The range in corn development is from the VT growth stage to R3, or milk stage. Our corn planted on June 3 just began to pollinate. That field has been rolling leaves for close to three weeks.
Fungicide applications continued in cornfields over the past week. We have sprayed slightly over 40% of our corn acres. The heat and dry weather in July has caused severe damage to yield potential in areas of our fields that were not able to develop deeper root systems.
Soybean development in the area ranges from R2 up to R4.
The local closing bids for July 28 were $7.08 for nearby corn, $6.63 for new-crop corn, $13.68 for nearby soybeans and $13.37 for new-crop soybeans.
Rains in the area have been spotty at best.
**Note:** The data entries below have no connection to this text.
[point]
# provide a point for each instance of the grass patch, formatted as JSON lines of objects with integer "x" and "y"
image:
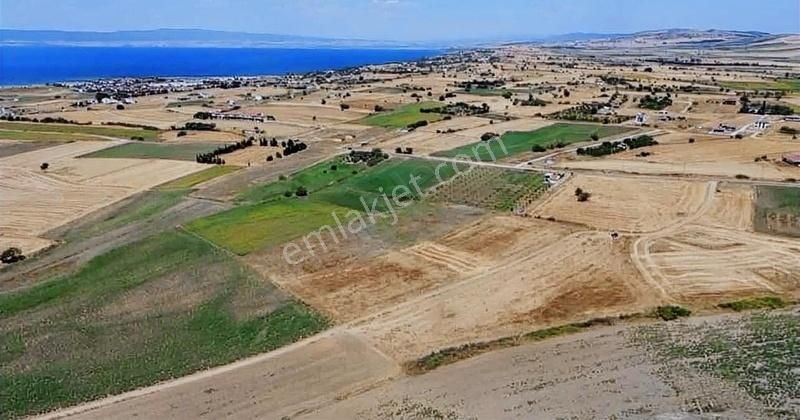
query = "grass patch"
{"x": 777, "y": 210}
{"x": 313, "y": 178}
{"x": 672, "y": 312}
{"x": 185, "y": 151}
{"x": 156, "y": 309}
{"x": 763, "y": 302}
{"x": 275, "y": 219}
{"x": 760, "y": 353}
{"x": 104, "y": 131}
{"x": 454, "y": 354}
{"x": 403, "y": 116}
{"x": 245, "y": 229}
{"x": 189, "y": 181}
{"x": 784, "y": 85}
{"x": 37, "y": 136}
{"x": 515, "y": 142}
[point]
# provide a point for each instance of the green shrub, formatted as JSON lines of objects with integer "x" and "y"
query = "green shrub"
{"x": 672, "y": 312}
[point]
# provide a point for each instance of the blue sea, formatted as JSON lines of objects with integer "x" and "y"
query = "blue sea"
{"x": 35, "y": 65}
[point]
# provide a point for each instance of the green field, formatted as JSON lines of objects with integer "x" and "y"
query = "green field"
{"x": 197, "y": 178}
{"x": 313, "y": 178}
{"x": 276, "y": 219}
{"x": 516, "y": 142}
{"x": 403, "y": 116}
{"x": 784, "y": 85}
{"x": 777, "y": 210}
{"x": 153, "y": 310}
{"x": 94, "y": 130}
{"x": 485, "y": 92}
{"x": 185, "y": 151}
{"x": 37, "y": 136}
{"x": 253, "y": 227}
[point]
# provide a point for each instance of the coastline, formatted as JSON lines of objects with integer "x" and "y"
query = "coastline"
{"x": 31, "y": 67}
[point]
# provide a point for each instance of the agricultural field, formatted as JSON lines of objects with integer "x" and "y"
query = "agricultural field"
{"x": 493, "y": 188}
{"x": 516, "y": 142}
{"x": 624, "y": 204}
{"x": 777, "y": 210}
{"x": 36, "y": 201}
{"x": 282, "y": 216}
{"x": 411, "y": 284}
{"x": 403, "y": 116}
{"x": 33, "y": 129}
{"x": 252, "y": 227}
{"x": 186, "y": 151}
{"x": 783, "y": 85}
{"x": 153, "y": 310}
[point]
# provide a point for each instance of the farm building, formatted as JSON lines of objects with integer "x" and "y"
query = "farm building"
{"x": 792, "y": 158}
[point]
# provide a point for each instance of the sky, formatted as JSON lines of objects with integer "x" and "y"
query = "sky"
{"x": 404, "y": 20}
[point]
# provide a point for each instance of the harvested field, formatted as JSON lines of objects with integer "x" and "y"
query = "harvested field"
{"x": 35, "y": 201}
{"x": 603, "y": 373}
{"x": 193, "y": 136}
{"x": 173, "y": 151}
{"x": 732, "y": 208}
{"x": 282, "y": 384}
{"x": 517, "y": 142}
{"x": 403, "y": 116}
{"x": 726, "y": 157}
{"x": 624, "y": 204}
{"x": 13, "y": 147}
{"x": 524, "y": 290}
{"x": 91, "y": 130}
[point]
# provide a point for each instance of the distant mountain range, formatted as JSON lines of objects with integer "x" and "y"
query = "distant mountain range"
{"x": 179, "y": 38}
{"x": 674, "y": 38}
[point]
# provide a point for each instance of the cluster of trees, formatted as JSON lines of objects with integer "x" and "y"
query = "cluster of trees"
{"x": 197, "y": 126}
{"x": 655, "y": 102}
{"x": 582, "y": 195}
{"x": 588, "y": 111}
{"x": 416, "y": 125}
{"x": 458, "y": 109}
{"x": 213, "y": 157}
{"x": 764, "y": 108}
{"x": 480, "y": 84}
{"x": 537, "y": 148}
{"x": 607, "y": 147}
{"x": 371, "y": 158}
{"x": 531, "y": 101}
{"x": 11, "y": 255}
{"x": 291, "y": 147}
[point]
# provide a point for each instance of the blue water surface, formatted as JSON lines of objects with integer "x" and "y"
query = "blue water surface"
{"x": 22, "y": 65}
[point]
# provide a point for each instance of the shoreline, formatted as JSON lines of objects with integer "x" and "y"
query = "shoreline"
{"x": 425, "y": 53}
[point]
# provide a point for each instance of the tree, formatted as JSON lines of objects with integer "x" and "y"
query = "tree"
{"x": 11, "y": 255}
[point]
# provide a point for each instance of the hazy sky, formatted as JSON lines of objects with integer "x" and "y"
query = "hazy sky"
{"x": 404, "y": 20}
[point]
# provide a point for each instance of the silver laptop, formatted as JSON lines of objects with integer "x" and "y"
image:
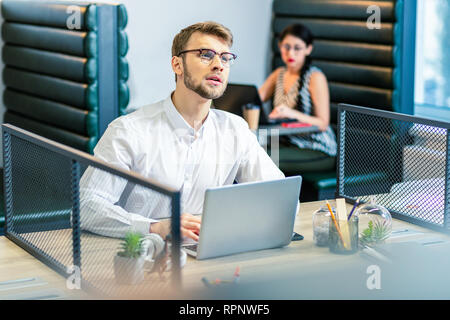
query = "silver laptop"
{"x": 246, "y": 217}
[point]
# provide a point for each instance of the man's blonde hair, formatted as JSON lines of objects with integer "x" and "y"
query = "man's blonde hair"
{"x": 208, "y": 27}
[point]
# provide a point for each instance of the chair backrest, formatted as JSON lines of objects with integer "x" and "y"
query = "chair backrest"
{"x": 360, "y": 63}
{"x": 65, "y": 69}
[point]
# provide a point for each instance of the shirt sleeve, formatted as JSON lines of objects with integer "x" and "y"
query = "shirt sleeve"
{"x": 100, "y": 191}
{"x": 255, "y": 165}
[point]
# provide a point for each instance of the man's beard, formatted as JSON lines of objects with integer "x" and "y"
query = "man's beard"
{"x": 202, "y": 91}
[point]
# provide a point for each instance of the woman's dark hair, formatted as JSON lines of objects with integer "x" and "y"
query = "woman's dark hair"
{"x": 302, "y": 32}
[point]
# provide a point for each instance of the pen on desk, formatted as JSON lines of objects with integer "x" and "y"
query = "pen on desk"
{"x": 336, "y": 225}
{"x": 353, "y": 209}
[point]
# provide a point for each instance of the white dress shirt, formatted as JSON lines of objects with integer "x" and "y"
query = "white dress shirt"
{"x": 158, "y": 143}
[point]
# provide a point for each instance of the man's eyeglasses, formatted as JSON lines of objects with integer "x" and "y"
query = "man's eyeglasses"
{"x": 207, "y": 56}
{"x": 287, "y": 47}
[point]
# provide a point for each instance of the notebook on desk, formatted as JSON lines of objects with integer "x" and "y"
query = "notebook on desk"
{"x": 247, "y": 217}
{"x": 238, "y": 95}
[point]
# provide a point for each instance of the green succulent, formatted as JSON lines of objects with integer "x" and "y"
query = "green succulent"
{"x": 376, "y": 233}
{"x": 131, "y": 245}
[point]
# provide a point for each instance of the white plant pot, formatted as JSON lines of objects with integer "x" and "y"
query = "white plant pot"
{"x": 129, "y": 270}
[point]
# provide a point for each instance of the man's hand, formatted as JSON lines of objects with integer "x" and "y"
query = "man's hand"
{"x": 190, "y": 226}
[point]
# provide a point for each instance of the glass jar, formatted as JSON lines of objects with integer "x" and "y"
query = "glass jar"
{"x": 338, "y": 242}
{"x": 321, "y": 221}
{"x": 375, "y": 223}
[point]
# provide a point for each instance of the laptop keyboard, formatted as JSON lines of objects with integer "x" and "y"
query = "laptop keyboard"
{"x": 192, "y": 247}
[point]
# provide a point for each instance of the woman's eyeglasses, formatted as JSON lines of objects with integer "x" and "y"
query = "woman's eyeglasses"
{"x": 288, "y": 47}
{"x": 207, "y": 56}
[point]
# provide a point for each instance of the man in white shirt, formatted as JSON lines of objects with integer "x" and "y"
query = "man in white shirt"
{"x": 179, "y": 142}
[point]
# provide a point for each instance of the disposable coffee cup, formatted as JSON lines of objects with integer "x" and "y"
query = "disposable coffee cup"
{"x": 251, "y": 115}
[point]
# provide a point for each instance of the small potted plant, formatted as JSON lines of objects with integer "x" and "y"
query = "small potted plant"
{"x": 129, "y": 262}
{"x": 375, "y": 234}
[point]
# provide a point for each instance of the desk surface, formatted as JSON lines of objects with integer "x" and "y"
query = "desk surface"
{"x": 301, "y": 257}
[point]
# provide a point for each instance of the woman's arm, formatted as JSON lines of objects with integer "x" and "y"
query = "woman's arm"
{"x": 268, "y": 87}
{"x": 320, "y": 97}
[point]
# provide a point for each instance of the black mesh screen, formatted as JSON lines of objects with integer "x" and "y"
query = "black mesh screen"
{"x": 401, "y": 160}
{"x": 73, "y": 213}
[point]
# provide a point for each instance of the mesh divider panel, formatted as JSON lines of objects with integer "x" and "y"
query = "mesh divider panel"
{"x": 401, "y": 160}
{"x": 70, "y": 209}
{"x": 42, "y": 202}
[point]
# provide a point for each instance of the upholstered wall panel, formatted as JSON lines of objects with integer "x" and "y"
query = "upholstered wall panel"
{"x": 73, "y": 93}
{"x": 54, "y": 64}
{"x": 57, "y": 114}
{"x": 343, "y": 9}
{"x": 352, "y": 52}
{"x": 374, "y": 76}
{"x": 360, "y": 95}
{"x": 343, "y": 30}
{"x": 75, "y": 43}
{"x": 49, "y": 14}
{"x": 64, "y": 136}
{"x": 52, "y": 68}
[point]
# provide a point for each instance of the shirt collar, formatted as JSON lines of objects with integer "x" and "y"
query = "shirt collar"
{"x": 182, "y": 128}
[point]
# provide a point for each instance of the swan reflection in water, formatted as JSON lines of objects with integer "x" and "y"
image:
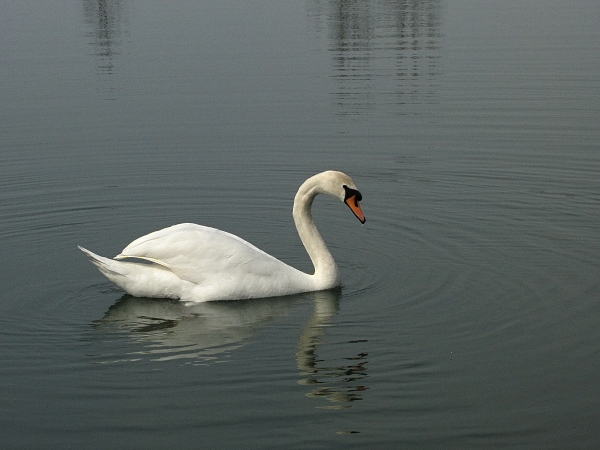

Temps have been the 90-100° F range, and after two weeks gave way to a high of 87° yesterday. The forecast back up today and for the upcoming week.
We have 300 acres south of us that has not had moisture since July 5. That corn pollinated ok but I know a lot of corn in the area didn't and people are looking at 40% yield losses as a result. Corn is in the R3 milk stage and is starting to show some heat stress. At this time I would say 100% of my corn acres are still good to excellent, but will change dramatically over the next week without moisture. I have applied 1½ in. to our irrigated acres over the last week.
Beans are at R3 beginning pod. I see no signs of soybean aphids, but see the heat stress late in the day. We are beginning the critical time for adequate moisture and need some cooler evenings to help them out.
We have a small grasshopper problem on field borders as they have moved in from the dry grass. Most producers are just monitoring conditions or irrigating at this time.
We delivered our combine to our local JD dealership to go through the service program on Tuesday. Can't believe harvest could be in less than eight weeks.
Thursday new-crop local closing bids were $6.31 for corn and $12.84 for soybeans.